Entry 0094: Ralph McInerny on the Philosophy of Being
in Fides et ratio
in Fides et ratio
Ralph McInerny writes,
In Fides et ratio n. 4, John Paul II speaks of what he calls "Implicit Philosophy," the truths anyone can be expected to know. His reason for enumerating these truths is that he sees them as the means of overcoming the scandal of philosophy, the dozens of radically different philosophical systems competing for our allegiance. Anyone will detect the Thomistic echoes in the list of tenets of Implicit Philosophy. The Pope's procedure makes clear why he too points us to Thomas and why Thomism is not just another system. We are not being urged to be Thomists as opposed to Hegelians or phenomenologists or whatever. We are being urged to do philosophy well.

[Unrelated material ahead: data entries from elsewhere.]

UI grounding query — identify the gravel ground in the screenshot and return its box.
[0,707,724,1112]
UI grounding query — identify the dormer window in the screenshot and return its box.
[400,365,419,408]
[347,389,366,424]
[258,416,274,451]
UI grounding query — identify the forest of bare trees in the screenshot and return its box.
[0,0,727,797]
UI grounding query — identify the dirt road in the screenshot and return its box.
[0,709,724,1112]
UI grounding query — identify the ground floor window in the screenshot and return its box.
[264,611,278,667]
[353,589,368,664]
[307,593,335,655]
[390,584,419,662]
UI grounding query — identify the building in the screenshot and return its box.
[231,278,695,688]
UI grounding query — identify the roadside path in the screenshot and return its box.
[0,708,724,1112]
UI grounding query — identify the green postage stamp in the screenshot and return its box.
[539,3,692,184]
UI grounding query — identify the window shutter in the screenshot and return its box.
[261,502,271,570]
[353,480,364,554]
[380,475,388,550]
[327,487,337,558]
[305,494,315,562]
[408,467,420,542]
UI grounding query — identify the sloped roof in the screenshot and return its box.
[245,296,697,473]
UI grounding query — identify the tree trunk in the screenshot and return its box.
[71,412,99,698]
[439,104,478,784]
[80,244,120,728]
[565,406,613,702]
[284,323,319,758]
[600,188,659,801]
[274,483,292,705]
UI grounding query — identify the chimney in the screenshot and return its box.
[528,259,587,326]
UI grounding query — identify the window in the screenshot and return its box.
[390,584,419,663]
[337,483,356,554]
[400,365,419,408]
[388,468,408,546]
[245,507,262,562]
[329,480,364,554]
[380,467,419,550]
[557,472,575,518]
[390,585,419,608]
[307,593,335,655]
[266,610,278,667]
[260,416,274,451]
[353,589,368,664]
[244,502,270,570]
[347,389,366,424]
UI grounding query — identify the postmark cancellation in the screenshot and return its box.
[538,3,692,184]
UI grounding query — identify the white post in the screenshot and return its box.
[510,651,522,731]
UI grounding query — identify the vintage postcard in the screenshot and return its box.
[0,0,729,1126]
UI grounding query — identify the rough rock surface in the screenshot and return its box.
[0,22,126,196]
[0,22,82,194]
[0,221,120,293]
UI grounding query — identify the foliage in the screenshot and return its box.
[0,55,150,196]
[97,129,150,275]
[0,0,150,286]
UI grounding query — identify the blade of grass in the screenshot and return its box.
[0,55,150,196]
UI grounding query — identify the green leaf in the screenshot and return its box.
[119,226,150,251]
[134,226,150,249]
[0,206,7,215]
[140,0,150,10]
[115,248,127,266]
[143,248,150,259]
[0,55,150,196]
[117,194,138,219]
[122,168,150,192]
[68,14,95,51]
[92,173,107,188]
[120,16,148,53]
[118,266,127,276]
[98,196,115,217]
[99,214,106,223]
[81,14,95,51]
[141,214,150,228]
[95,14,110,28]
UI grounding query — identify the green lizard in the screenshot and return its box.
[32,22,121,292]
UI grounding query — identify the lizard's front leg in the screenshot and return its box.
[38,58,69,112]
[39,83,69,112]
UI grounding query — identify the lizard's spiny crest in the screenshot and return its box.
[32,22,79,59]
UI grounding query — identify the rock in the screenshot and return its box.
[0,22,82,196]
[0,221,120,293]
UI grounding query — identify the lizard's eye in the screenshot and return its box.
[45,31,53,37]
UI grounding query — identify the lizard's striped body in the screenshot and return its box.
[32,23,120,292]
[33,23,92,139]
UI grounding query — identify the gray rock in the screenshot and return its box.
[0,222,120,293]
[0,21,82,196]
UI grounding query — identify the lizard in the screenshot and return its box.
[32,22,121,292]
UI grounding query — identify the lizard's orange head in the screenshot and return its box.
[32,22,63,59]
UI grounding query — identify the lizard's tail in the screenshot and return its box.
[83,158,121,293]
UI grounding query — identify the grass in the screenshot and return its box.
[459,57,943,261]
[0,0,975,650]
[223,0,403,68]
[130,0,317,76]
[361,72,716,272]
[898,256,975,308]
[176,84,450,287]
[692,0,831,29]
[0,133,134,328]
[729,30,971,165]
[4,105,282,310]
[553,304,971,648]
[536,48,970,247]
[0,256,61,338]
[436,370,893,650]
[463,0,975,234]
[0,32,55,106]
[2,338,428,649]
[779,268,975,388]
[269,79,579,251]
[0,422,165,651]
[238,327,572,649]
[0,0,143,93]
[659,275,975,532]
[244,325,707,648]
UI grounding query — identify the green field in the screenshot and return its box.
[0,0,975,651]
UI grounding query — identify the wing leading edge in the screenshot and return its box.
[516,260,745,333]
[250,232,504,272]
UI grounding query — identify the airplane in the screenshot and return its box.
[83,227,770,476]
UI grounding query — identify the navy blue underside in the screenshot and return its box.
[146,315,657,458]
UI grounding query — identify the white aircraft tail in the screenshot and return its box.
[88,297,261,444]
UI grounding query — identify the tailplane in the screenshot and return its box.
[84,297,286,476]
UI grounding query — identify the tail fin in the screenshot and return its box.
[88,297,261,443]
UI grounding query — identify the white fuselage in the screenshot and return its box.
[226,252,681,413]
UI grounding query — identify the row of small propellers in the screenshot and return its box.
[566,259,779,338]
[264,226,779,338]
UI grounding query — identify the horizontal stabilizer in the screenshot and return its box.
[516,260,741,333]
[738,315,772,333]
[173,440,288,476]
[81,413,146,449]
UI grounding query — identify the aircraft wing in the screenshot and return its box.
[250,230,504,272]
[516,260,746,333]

The great presupposition of doing philosophy well is that one begin well. The beginnings of philosophy are not acquired in Philosophy 101. They are had before one begins the study of philosophy. The principles or starting points of philosophy are the truths that any human person can be expected already to know. Philosophy moves off from them, not to replace or abandon them, but to develop their implications. Any philosophical position that is at variance with these starting points has gone off the rails.
Ralph McInerny, “Thomistic Natural Law and Aristotelian Philosophy,” in St. Thomas Aquinas and the natural law tradition: contemporary perspectives, ed. John Goyette, Mark S. Latkovic, and Richard S. Myers (Washington, D.C.: The Catholic University of America Press, 2004), 37-38.